You can produce your PDF file in Word, Powerpoint, LaTeX or any other package you prefer. Important:
Before submission, view your file on a lab computer and ensure that all symbols are visible. This is
especially likely if your machine has an overseas version of Windows installed that uses fonts that our
lab machines do not have. If you find symbols missing or replaced by unreadable ones, go to your
original machine and print the PDF document with fonts embedded. To do so, look at your printer
properties and ensure that anything that says “use system fonts” or “rely on system fonts” or
“substitute unknown fonts by system fonts” or such is unticked and anything that says “download as
soft fonts” or similar is ticked. You can check your document in Acrobat by looking at the properties:
Select the Fonts tab and look at the list of fonts. Scroll down and ensure that all fonts are either marked
as “Embedded” or “Embedded Subset” – if you have a font that isn’t embedded, it’ll look funny!
Getting help
Read the Q&A below, if that doesn’t help, ask the tutor or e-mail me: [email protected]
Submission
Submit your LZ77FileInputProgram.java and your PDF file with your other results via the
assignment dropbox on Cecil. Files with other names, or names with different spelling or capitalisation
may not be marked.
Please ensure that your submission reflects your own personal entropy data (i.e., do not accidentally
submit something for another AUID). Late submission after 8.30 pm on the 19th will attract a penalty
unless Sonny or I have given you an extension beforehand – and “beforehand” means applied for no
later than the 18th, not half an hour before deadline ;-)

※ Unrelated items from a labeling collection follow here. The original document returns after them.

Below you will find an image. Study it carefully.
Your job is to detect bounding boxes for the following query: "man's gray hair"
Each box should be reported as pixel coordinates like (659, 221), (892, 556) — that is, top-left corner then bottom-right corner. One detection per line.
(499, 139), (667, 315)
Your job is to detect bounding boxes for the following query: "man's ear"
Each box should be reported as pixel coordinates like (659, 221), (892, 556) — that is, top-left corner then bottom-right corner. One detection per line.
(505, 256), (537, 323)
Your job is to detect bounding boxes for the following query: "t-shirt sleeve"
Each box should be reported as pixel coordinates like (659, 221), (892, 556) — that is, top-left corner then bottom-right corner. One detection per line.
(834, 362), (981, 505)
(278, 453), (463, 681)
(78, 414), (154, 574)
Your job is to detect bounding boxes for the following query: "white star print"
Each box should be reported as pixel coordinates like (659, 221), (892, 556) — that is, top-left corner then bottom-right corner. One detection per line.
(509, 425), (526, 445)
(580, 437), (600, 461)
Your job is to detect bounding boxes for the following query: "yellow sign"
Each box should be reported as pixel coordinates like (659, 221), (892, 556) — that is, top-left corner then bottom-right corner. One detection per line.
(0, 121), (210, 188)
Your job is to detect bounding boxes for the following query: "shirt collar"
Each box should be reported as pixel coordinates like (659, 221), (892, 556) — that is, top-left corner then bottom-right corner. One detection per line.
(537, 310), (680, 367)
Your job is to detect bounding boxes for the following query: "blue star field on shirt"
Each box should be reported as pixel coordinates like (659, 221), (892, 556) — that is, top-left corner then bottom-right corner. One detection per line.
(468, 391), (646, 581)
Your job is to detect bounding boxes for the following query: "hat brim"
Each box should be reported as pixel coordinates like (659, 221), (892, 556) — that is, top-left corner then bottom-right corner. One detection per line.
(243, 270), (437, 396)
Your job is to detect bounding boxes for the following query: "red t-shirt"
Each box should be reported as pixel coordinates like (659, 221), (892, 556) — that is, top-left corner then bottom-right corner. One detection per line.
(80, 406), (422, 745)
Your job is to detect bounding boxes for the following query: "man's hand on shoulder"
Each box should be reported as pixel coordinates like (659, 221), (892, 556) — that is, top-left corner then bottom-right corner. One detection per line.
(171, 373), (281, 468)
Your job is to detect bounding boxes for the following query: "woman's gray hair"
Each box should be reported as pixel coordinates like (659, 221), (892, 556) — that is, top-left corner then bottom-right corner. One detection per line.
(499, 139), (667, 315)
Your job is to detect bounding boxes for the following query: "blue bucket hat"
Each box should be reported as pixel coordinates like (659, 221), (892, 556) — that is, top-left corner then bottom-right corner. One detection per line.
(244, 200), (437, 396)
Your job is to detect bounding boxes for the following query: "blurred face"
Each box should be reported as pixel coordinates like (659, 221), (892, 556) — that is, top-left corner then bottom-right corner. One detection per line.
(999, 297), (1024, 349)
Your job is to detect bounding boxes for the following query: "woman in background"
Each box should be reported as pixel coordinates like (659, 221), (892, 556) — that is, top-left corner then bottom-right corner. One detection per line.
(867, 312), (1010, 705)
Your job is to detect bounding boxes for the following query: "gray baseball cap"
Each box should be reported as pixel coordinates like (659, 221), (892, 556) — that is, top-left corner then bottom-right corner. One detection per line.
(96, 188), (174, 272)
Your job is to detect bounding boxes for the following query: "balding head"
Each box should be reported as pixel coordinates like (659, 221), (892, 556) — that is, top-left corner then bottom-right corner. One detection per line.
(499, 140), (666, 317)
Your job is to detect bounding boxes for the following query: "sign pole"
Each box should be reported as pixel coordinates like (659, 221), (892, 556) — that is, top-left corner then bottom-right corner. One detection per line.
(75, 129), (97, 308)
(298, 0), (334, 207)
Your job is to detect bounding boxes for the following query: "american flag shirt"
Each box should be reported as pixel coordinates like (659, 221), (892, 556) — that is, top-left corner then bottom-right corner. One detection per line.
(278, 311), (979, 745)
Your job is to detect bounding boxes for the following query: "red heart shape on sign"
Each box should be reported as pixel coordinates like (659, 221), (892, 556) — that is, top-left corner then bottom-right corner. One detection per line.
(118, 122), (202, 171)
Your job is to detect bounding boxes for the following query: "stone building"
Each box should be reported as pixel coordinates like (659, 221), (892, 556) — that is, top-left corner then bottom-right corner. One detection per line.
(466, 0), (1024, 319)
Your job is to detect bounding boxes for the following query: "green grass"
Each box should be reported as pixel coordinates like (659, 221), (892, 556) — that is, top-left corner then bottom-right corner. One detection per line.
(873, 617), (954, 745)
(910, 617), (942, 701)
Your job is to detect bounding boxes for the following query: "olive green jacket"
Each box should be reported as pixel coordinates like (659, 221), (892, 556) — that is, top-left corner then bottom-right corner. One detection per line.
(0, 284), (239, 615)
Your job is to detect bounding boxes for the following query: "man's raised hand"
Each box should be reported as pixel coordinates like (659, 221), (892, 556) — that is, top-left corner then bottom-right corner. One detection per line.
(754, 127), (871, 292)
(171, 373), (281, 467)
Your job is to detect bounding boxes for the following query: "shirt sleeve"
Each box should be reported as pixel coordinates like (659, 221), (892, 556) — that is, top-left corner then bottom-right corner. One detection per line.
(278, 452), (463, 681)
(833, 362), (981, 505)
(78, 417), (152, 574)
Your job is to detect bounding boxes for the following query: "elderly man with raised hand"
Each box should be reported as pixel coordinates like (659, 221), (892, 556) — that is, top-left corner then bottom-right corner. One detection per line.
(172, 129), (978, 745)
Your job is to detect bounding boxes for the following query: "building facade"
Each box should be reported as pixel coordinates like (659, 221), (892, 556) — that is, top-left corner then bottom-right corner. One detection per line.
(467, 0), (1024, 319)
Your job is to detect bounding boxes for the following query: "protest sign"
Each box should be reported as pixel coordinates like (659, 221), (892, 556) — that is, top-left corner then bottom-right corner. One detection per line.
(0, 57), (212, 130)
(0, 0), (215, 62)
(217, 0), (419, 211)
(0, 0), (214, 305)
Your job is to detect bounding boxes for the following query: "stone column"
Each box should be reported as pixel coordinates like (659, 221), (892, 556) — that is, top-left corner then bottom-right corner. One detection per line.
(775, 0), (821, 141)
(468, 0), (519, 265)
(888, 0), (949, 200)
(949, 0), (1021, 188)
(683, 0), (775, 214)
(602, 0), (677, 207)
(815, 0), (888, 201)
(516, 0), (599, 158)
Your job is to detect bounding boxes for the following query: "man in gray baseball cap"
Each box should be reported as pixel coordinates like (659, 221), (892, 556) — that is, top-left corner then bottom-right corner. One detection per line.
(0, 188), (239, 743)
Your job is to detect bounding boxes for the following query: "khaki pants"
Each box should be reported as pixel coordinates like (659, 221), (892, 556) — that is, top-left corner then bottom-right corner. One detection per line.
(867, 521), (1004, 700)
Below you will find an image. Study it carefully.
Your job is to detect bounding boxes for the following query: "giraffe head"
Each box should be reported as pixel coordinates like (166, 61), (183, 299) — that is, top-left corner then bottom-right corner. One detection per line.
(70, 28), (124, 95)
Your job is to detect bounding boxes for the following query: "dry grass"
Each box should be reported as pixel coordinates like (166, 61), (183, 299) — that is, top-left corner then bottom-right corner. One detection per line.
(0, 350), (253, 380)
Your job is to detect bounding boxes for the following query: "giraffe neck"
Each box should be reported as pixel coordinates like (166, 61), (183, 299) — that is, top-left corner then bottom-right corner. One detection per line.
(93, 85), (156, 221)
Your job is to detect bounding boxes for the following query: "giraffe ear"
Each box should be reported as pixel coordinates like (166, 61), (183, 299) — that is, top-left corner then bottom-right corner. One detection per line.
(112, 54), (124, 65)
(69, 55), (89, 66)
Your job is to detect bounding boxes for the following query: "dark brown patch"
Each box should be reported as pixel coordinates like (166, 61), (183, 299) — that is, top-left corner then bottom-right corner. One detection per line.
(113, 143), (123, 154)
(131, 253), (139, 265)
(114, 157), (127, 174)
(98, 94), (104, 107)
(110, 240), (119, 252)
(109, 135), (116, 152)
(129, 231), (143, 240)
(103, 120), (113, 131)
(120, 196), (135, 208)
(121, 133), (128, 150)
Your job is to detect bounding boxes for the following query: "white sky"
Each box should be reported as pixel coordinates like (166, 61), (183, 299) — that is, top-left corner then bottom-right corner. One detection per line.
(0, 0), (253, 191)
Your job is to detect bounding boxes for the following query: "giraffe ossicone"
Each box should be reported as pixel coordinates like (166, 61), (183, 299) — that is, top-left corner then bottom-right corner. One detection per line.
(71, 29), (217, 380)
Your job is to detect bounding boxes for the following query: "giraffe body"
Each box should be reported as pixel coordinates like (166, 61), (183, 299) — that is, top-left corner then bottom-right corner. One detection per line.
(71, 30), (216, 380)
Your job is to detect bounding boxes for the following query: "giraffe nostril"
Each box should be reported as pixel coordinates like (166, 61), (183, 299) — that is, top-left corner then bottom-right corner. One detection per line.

For completeness we are also required to point out the University’s academic honesty policy to you:
https://www.auckland.ac.nz/uoa/cs-academic-honesty/
Questions and Answers
Q: I’d like to use some Java data structures other than you have provided, from a common package. Is
this OK? A: Please don’t – there is no guarantee that the marker’s environment will have your package
installed.
Q: Can I use my own Java classes? A: No. Please use the ones that are provided.
Q: Can I rename LZ77FileInputProgram? A: For your own testing, yes, but once you submit your
class must be called LZ77FileInputProgram and must be in a file called
LZ77FileInputProgram.java.
Q: Should there be anything else in the PDF file other than the plot with the curves for the number of
steps for the various algorithms? A: No, but if you would like to include any explanations for the marker
then that is OK.
Q: Why do I need to download personalised files? A: This is so we can ensure nobody copies anyone
else’s work ;-)
Q: The numbers I get for the elementary operations are a little different from your sample solution. Is this
a problem? A: This could be brought about by me or you not accounting correctly for each and every
operation, or counting operations as part of the algorithm that are actually part of the algorithm’s
“accounting”. Possible causes could be:
? Failing to account for the identification of the innovation
? Failing to account for elementary operations in the conditions of if-statements, while- or forloops:
every operator such as +, -, ==, >, &&, ||, etc. represents an elementary operation here!
? Using a string comparison or substring extraction method and counting it as a single elementary
operation of O(1) when in fact the complexity is of O(lengthOfString).
Otherwise if the difference is really small (i.e. if you get something like 979,355 when I get 982,421) and
the overall order of the algorithm’s behaviour is the same, then this is negligible and won’t cost you any
marks.
Q: Can I submit separate applications for the basic LZ algorithm and the LZ77? A: No.
Q: What would a good proof or experimental evidence in the theoretical part look like? A: What would
convince you that a claim I make is true? What do you think will convince me that a claim you make is
true? Think about what is needed and be creative! Any sound argument will be accepted, but a simple
repetition of the claim won’t earn you marks (even if it’s repeated three times – that’s handwaving ;-)).